BACKGROUND: Liver is the most frequently injured intraabdominal organ following abdominal trauma. Liver injury in polytraumatized patients can vary from minor contusions to major lacerations and is associated with morbidity and mortality. The objective of this study was to evaluate the outcome of liver injury in polytraumatized patients.

METHODS: Only surgically treated 82 patients with liver injury over an eight year period (2005-2013) were included in this study and analyzed retrospectively. Data collected included demographics, laboratory findings, intraoperative findings, operative management, and outcome. The patients were divided into two groups and the mortality and survival data were compared.
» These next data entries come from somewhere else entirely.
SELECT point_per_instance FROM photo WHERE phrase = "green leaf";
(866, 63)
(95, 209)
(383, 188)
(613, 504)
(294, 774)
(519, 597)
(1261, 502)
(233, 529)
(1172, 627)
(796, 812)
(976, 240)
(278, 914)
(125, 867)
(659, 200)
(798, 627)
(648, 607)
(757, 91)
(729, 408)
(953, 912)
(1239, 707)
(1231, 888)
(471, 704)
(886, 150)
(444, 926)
RESULTS: The overall mortality rate was 18.3% (15 of 82 patients). 34 (41.5%) patients had blunt, forty-eight (48.5%) had penetrating trauma. There were multiple traumas in forty-seven (57%) patients. Forty-seven (57%) patients had total of seventy one coexisting intraabdominal injuries. Forty-six (56.1%) patients had stable and thirty-six (43.9%) had unstable hemodynamics on admission. In mortality group AST, ALT, LDH, APTT, PT, INR, and creatinine levels were high, fibrinogen levels and platelet counts were low on admission.

CONCLUSION: Hemodynamic instability, coexisting musculoskeletal and chest injury, high APTT, PT, INR, AST, ALT, LDH levels, and low fibrinogen levels and platelet counts on admission should be considered as predictive factors for mortality.